Si ce sont d'abord ses documentaires qui ont fait sa réputation sur la scène internationale, son travail fictionnel, toujours intimement lié à la question de la représentation de la vérité, se lit aujourd'hui comme un témoignage fort de la société hongroise face à son histoire, ses traumas et ses contradictions. Née à Budapest en 1937, Judit Elek étudie à l'école de cinéma de Budapest, avant de cofonder avec ses camarades le studio Béla Balázs en 1961, dans l'optique d'expérimenter dans une liberté totale. Au sein de cette Nouvelle Vague, Judit Elek s'engouffre dans la voie du cinéma du réel avec un premier court en prise de son direct, Rencontre (1963), qui déstabilise ses pairs par ses dialogues entremêlés au brouhaha de la ville. C'est en voyageant avec ce film en Tchécoslovaquie, puis en France, que le travail novateur de la jeune cinéaste est remarqué, et lui permet de tourner Où finit la vie ? (1968), documentaire projeté à la Semaine de la critique. Mais c'est son premier long métrage de fiction, La Dame de Constantinople (1969), également présenté dans la section cannoise, qui marque un tournant. Sa maîtrise du cinéma direct sert ici un récit intime, celui d'une femme âgée contrainte de vendre son appartement. Au-delà du tableau réaliste qu'elle peint de la société hongroise, Judit Elek explore, comme dans Rencontre, ce qui deviendra son thème de prédilection : la solitude des êtres et la complexité des relations humaines, avec une attention particulière donnée aux dialogues entravés.
Les années 70 sont celles de sa grande œuvre documentaire, le diptyque Un village hongrois (1971) / Une histoire simple (1975), chronique de la vie de deux adolescentes sur cinq ans. Après cet intense projet de terrain, elle délaisse le cinéma direct pour des projets de fiction, même si l'utilisation et la recherche de la vérité restent la pierre angulaire de son cinéma. Elle s'impose comme une cinéaste sans concession, même quand la censure s'en mêle sur Le Procès Martinovics (1980). Ce scénario hautement politique, qui retrace les derniers jours du leader jacobin hongrois Ignác Martinovics face à son juge, en 1795, mettra une décennie à aboutir dans une Hongrie sous le joug d'un durcissement de la censure culturelle ; c'est pour la télévision et dans une certaine économie de moyens que Judit Elek parvient à mener son projet à terme.
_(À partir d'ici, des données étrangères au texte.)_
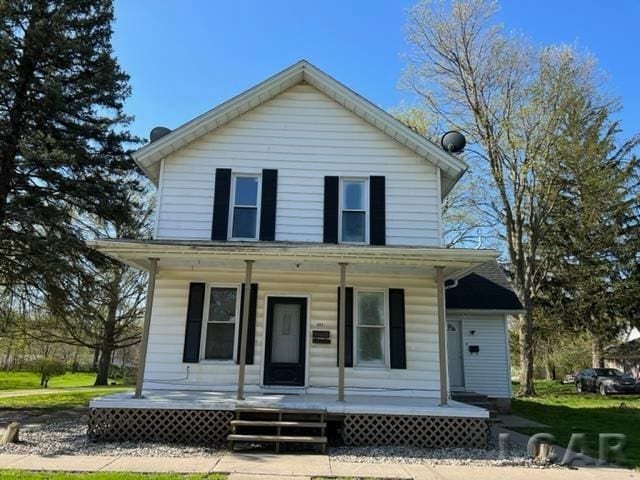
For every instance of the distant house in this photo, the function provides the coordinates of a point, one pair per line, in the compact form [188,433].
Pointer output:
[297,268]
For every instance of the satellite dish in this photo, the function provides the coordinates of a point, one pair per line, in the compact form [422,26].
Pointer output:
[453,142]
[157,133]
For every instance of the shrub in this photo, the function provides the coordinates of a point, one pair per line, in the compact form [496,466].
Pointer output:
[47,368]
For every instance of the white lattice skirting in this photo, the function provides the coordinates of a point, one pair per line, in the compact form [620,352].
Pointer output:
[176,426]
[212,427]
[425,432]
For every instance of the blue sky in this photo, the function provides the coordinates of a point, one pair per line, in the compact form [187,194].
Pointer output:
[187,56]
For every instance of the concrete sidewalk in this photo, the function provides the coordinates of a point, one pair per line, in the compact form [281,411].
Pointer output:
[270,466]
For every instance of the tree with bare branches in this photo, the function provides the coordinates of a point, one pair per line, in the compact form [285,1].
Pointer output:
[510,99]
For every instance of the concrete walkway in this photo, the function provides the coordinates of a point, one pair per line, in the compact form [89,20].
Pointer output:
[270,466]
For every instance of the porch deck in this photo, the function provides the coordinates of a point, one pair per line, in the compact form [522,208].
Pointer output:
[353,404]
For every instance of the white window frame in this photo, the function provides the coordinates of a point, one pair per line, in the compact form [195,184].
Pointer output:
[384,327]
[205,322]
[364,180]
[232,206]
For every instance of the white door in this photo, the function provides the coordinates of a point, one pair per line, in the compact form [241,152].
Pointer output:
[454,354]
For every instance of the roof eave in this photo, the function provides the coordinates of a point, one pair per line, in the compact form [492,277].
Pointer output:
[148,156]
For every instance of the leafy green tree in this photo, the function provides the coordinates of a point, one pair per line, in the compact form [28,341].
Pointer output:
[591,248]
[62,136]
[509,98]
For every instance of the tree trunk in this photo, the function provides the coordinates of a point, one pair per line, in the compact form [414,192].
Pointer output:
[526,353]
[549,369]
[597,357]
[96,357]
[104,365]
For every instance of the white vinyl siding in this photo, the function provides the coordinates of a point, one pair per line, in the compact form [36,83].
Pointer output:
[488,371]
[305,135]
[165,370]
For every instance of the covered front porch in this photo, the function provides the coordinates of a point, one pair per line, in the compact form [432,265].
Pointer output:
[182,395]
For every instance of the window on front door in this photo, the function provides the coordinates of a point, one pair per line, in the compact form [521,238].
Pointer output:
[221,320]
[245,207]
[353,211]
[370,329]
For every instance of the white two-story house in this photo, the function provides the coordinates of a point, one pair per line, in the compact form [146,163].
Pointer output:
[297,262]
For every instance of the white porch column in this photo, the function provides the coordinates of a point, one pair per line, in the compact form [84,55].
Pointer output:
[144,341]
[341,329]
[442,336]
[244,332]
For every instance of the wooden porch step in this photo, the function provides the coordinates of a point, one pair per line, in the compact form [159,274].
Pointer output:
[275,438]
[280,410]
[277,423]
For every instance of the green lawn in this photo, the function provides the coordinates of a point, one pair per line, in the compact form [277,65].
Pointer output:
[17,475]
[567,412]
[22,391]
[58,400]
[22,380]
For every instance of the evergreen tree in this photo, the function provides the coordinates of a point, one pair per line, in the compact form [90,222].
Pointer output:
[591,248]
[62,136]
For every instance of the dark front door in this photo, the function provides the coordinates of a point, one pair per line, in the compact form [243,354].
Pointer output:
[285,342]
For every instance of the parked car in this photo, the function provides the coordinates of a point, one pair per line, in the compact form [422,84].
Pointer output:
[605,381]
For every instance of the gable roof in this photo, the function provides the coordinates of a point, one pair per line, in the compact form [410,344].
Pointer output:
[148,157]
[485,288]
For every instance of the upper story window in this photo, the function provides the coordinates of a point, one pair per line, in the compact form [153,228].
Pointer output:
[354,210]
[221,320]
[245,207]
[371,325]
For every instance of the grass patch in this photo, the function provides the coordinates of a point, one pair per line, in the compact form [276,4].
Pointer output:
[30,380]
[16,475]
[57,401]
[567,412]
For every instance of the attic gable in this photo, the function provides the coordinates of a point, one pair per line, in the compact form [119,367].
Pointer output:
[148,158]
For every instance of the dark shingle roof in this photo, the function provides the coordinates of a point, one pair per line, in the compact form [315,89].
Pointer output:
[486,288]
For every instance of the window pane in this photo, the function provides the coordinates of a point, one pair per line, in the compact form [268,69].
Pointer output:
[353,227]
[353,195]
[246,191]
[370,308]
[244,222]
[370,346]
[285,340]
[219,344]
[222,304]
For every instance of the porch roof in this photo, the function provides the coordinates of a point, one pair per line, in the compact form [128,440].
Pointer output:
[364,404]
[315,256]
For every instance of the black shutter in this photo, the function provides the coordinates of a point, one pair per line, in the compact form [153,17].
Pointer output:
[348,328]
[221,204]
[396,328]
[377,220]
[251,333]
[331,192]
[268,206]
[193,330]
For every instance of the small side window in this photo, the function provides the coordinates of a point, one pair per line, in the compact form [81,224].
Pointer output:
[353,211]
[245,207]
[221,321]
[370,329]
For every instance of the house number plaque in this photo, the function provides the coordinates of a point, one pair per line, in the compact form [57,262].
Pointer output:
[321,336]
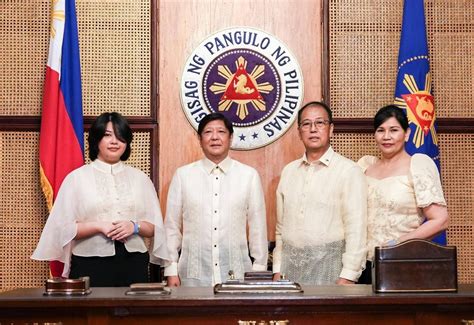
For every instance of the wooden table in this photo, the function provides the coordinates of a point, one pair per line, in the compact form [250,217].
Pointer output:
[355,304]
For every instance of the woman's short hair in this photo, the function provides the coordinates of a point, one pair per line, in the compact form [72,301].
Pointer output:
[122,130]
[315,103]
[389,111]
[212,117]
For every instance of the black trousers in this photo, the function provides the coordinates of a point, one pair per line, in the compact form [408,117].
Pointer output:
[120,270]
[366,276]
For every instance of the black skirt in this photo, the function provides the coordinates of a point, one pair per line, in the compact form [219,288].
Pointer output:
[366,276]
[119,270]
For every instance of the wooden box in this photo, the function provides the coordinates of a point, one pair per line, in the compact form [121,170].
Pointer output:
[415,266]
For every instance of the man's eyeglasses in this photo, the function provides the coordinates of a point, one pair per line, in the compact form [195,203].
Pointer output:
[319,124]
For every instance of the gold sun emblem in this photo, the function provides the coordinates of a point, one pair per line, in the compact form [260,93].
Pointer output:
[241,88]
[419,105]
[55,15]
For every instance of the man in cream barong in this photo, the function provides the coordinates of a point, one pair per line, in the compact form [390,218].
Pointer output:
[321,209]
[210,204]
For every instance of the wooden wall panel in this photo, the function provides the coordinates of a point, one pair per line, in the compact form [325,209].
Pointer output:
[182,27]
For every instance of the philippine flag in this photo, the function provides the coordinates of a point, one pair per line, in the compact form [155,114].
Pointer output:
[61,147]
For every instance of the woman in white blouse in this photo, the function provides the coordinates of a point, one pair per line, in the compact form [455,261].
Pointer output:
[103,211]
[403,191]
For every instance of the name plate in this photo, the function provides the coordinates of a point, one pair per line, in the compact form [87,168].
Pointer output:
[257,287]
[67,287]
[148,289]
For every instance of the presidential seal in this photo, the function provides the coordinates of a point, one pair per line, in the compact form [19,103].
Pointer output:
[251,78]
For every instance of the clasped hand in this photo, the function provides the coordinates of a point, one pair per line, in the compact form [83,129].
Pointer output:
[120,230]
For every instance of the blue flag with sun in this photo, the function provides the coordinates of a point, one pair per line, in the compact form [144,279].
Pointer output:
[413,88]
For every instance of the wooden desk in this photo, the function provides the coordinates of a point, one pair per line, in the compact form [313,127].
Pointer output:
[355,304]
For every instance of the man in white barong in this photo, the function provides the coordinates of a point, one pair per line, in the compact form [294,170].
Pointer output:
[321,209]
[211,203]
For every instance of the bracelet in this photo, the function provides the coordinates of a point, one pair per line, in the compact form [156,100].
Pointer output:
[136,227]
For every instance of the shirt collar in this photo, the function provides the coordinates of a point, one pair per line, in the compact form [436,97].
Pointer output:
[108,168]
[224,165]
[325,159]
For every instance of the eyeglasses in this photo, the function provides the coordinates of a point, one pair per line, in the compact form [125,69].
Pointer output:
[319,124]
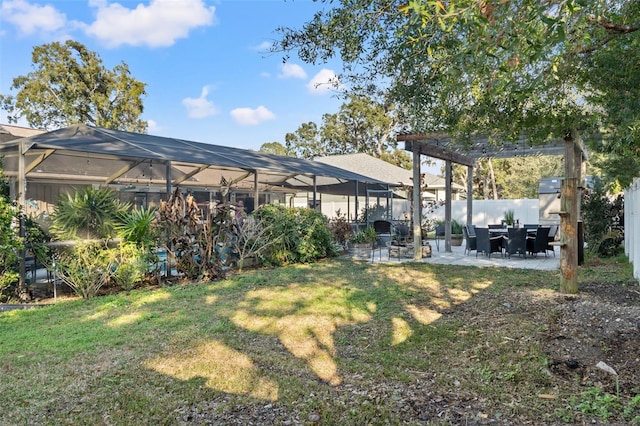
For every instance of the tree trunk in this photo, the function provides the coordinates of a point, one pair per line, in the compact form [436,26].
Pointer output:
[492,177]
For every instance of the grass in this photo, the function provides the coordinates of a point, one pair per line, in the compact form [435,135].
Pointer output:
[333,342]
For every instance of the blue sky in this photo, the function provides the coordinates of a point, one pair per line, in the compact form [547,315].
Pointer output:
[208,75]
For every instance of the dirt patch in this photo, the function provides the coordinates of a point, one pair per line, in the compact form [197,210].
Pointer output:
[600,325]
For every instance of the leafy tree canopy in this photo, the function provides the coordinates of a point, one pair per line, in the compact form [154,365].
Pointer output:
[274,148]
[492,67]
[361,125]
[69,85]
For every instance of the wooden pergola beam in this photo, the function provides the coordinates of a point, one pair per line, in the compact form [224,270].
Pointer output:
[437,152]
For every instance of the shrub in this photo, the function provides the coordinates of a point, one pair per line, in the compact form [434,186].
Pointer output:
[131,263]
[10,245]
[340,228]
[88,213]
[86,267]
[299,235]
[602,218]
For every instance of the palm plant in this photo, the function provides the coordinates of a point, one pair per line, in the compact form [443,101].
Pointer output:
[139,226]
[88,213]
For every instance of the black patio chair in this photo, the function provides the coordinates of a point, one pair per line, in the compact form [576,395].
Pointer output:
[487,244]
[439,235]
[469,232]
[553,231]
[516,242]
[539,242]
[402,232]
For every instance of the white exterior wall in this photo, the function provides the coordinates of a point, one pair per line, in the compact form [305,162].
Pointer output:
[632,225]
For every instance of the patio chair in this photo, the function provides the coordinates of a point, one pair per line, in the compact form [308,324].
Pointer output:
[539,242]
[402,232]
[516,242]
[439,235]
[553,231]
[383,231]
[487,244]
[469,232]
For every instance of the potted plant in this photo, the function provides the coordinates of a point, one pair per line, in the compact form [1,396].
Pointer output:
[456,233]
[509,217]
[362,242]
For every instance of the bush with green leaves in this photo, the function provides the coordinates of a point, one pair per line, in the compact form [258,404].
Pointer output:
[10,246]
[340,228]
[301,235]
[131,265]
[85,267]
[139,226]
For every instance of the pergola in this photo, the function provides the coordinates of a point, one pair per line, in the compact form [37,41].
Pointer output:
[443,147]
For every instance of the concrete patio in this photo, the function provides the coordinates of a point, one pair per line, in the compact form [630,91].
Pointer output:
[458,257]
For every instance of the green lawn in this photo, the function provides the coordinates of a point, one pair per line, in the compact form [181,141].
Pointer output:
[334,342]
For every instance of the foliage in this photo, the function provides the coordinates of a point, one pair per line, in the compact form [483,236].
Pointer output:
[10,245]
[199,247]
[361,125]
[251,239]
[85,267]
[603,220]
[88,213]
[300,234]
[596,402]
[340,227]
[456,227]
[501,69]
[139,226]
[374,212]
[367,235]
[275,148]
[509,217]
[70,85]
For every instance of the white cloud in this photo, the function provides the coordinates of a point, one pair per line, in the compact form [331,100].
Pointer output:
[200,107]
[32,18]
[251,117]
[262,47]
[323,82]
[159,24]
[292,71]
[153,127]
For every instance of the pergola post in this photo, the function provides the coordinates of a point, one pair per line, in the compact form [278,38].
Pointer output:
[569,217]
[22,203]
[417,206]
[469,195]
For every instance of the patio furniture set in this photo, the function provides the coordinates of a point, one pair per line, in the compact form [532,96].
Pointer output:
[526,240]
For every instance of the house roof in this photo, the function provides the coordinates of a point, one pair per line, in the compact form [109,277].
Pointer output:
[376,168]
[86,154]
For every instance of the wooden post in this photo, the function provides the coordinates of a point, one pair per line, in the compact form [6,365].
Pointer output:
[447,207]
[569,236]
[569,219]
[22,205]
[469,195]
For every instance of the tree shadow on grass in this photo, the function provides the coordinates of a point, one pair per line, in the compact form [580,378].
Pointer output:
[262,334]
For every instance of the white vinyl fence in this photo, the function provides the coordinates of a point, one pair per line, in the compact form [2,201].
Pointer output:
[487,212]
[632,225]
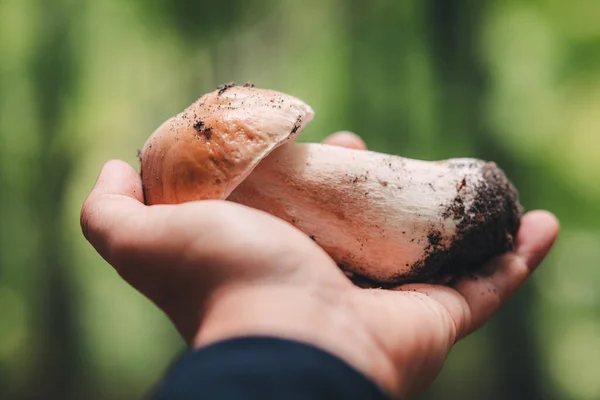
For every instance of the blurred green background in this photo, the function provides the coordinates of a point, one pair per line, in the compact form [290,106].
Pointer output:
[84,81]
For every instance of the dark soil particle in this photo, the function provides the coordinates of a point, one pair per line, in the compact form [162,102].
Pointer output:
[485,230]
[223,88]
[297,126]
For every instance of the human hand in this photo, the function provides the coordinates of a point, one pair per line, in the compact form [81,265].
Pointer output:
[220,270]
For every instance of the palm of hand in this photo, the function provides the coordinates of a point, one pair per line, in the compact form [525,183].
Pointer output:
[219,269]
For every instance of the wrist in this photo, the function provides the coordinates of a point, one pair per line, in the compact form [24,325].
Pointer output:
[323,319]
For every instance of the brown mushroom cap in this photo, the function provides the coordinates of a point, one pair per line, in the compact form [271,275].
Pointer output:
[208,149]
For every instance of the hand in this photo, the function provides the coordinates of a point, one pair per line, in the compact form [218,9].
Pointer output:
[220,270]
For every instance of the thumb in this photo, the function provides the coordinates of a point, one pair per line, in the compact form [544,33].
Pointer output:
[115,201]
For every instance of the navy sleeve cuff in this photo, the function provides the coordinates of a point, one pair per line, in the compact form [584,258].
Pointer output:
[264,368]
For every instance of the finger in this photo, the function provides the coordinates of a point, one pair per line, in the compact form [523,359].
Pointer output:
[346,139]
[115,201]
[484,295]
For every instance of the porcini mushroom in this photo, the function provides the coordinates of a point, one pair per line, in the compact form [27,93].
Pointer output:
[387,218]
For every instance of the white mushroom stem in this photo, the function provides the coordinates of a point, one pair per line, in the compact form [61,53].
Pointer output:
[385,217]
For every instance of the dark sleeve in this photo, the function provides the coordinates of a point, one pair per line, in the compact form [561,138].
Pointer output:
[264,368]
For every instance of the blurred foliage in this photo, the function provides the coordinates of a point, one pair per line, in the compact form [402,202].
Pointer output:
[83,81]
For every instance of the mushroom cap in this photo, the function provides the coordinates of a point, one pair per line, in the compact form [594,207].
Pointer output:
[208,149]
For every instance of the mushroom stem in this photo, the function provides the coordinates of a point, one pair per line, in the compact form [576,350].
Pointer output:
[387,218]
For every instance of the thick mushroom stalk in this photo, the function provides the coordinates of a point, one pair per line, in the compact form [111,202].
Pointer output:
[386,218]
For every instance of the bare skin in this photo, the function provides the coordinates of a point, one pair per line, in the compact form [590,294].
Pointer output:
[220,270]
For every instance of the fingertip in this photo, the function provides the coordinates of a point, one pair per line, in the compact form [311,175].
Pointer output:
[539,230]
[119,178]
[346,139]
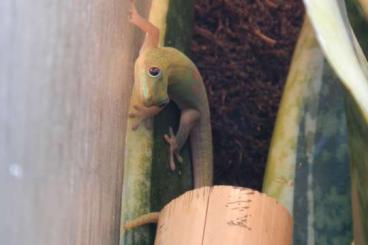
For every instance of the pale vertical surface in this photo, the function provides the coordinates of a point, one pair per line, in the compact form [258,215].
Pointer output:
[224,215]
[65,80]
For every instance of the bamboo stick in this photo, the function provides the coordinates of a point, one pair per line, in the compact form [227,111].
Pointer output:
[224,215]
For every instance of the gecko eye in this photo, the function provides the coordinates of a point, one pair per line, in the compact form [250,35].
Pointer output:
[154,72]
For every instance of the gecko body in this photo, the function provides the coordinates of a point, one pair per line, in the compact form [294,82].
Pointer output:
[163,74]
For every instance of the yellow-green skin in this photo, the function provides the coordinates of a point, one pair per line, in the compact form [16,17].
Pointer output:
[181,82]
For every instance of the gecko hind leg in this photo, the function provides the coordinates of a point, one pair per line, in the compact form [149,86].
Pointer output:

Un film rare qu'elle est particulièrement fière de pouvoir faire redécouvrir aux cinéphiles en acceptant l'invitation du festival.
Sa filmographie est habitée par l'histoire de la Hongrie et ses fantômes, sujets qu'elle explore principalement dans ses fictions à travers la question de la transmission générationnelle. L'ombre du poète et figure nationaliste locale Sándor Petőfi plane sur sa veuve et ses descendants dans La Fête de Maria (1984), celle du stalinisme sur une adolescente dans L'Éveil (1994). Et la question de l'antisémitisme revient comme un fil rouge, du lyrique Mémoires d'un fleuve (1989) à l'ultime long métrage kaléidoscopique Retrace (2019), sans oublier le documentaire avec Elie Wiesel, Dire l'indicible (1996). Une exorcisation des traumas pour une cinéaste de combat qui vécut une partie de son enfance juive cachée dans le ghetto de Budapest. Sa caméra rigoureuse, au service de thématiques sociales et humanistes, aura ainsi forgé une œuvre empreinte d'une sagesse et d'une universalité particulièrement inspirantes.